By a strange coincidence these are also the men who grumble most at their rate of pay, their hours, the amount of work they have to do, and the manner in which their employers treat them. Many of them are such good fellows personally, so full of human virtues that are not specially business virtues, that they excite a great deal of sympathy among their acquaintances, but in the case of any acquaintance who happens also to be an employer there is no sympathy whatever.

The American workingman, above all others on the face of the earth, needs to take this warning to heart, for one result of competition has been the subdivision of most varieties of mechanical labor to a degree which requires twenty or thirty men sometimes to complete a bit of work which once was done by a single individual. Undoubtedly work can be done cheaper in this way, and both capital and labor have some obligations to fulfil toward the consumer, but the less a man is a “full-handed workman,” which means that he can do all branches of the business in which he is engaged, the more necessary it is for him to be prepared to do something else in case of emergency.
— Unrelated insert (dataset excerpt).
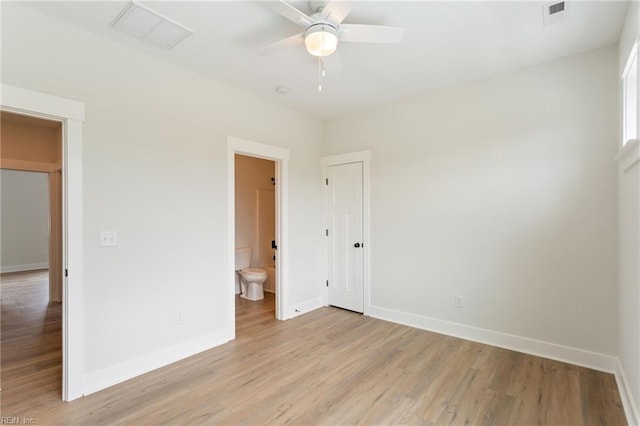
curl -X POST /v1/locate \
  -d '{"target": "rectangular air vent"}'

To illustrate: there was a time, almost within the memory of the present generation, when miniature painting was the most profitable division of art work in the United States. A fine miniature would bring more money than an oil painting. Suddenly the process of daguerreotyping was discovered. Then came the ambrotype and photograph, and other cheap methods of making accurate likenesses, and as a consequence miniature paintings became less and less in demand, and the few members of the profession who still survive have none at all of the work at which they once were famous. Some of them took to drawing on wood, others went into oil portraits, some devoted themselves to water-colors, and others went into mechanical businesses where a good and accurate eye for color and proportion commanded good pay. But if the miniature painters, whose misfortunes were greater than those of any class of common laborers now complaining to the public, had insisted that the public owed them a living and they were going to have it, and that Congress should make laws enabling them to get a living out of their business, they would have been laughed to scorn. The miniature painters had no more brains than mechanics. What is fair for one is fair for another.
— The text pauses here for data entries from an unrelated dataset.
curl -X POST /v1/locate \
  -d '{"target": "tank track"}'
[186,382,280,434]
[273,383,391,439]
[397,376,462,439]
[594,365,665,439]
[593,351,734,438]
One of the first things that the young laboring man does is to take a wife. A wife is a desirable object of possession. So is a horse, a yacht or a handsome house, but the man who would load himself with either while he sees no means of supporting it except by weekly earnings which might be stopped at short notice by any one of a dozen accidents to life or business, would be regarded as a fool. Some people would call him a scoundrel. Yet when financially pushed a man can sell a horse or yacht, and get at least part of the value while getting rid of responsibility. He cannot sell a wife, though, even if he is willing. That sort of business has become illegal. Even if it had not, the probabilities are that a wife, taken by a fellow who is so reckless as to marry before he is able to properly care for so precious and complicated a bit of property as a woman, would not be in salable condition.

The possession of a wife implies, quite implies, occasional bits of income, but also of responsibility, in the shape of children. “He who has wife and children has given hostages to fortune.” The rich man knows this to his cost, though he may get enough delight out of the experience to pay him a thousand times over. But to the poor man dependent upon daily wages, and with no property or savings to fall back upon, a family is often fetters, with ball and chain to boot. Thank God, such bonds often feel as light as feathers and soft as silk, but these sensations do not decrease the weight or dragging power one particle. If a man determines to marry while he has nothing to marry on, let him at least be honest with himself, tell himself that he is going to be the slave of whoever employs him, and blame himself instead of employers, or capital, or public opinion for the consequences.

There is a large class of workingmen who do not seem to think they are fit for anything but what they are doing. Such men may be honest, cheerful, obedient, industrious, painstaking and obliging. Well, slaves have been all this and more. Such men are bound to be slaves. Nothing that trade unions, Knights of Labor, law, religion or public sentiment can do, can save them from practical slavery.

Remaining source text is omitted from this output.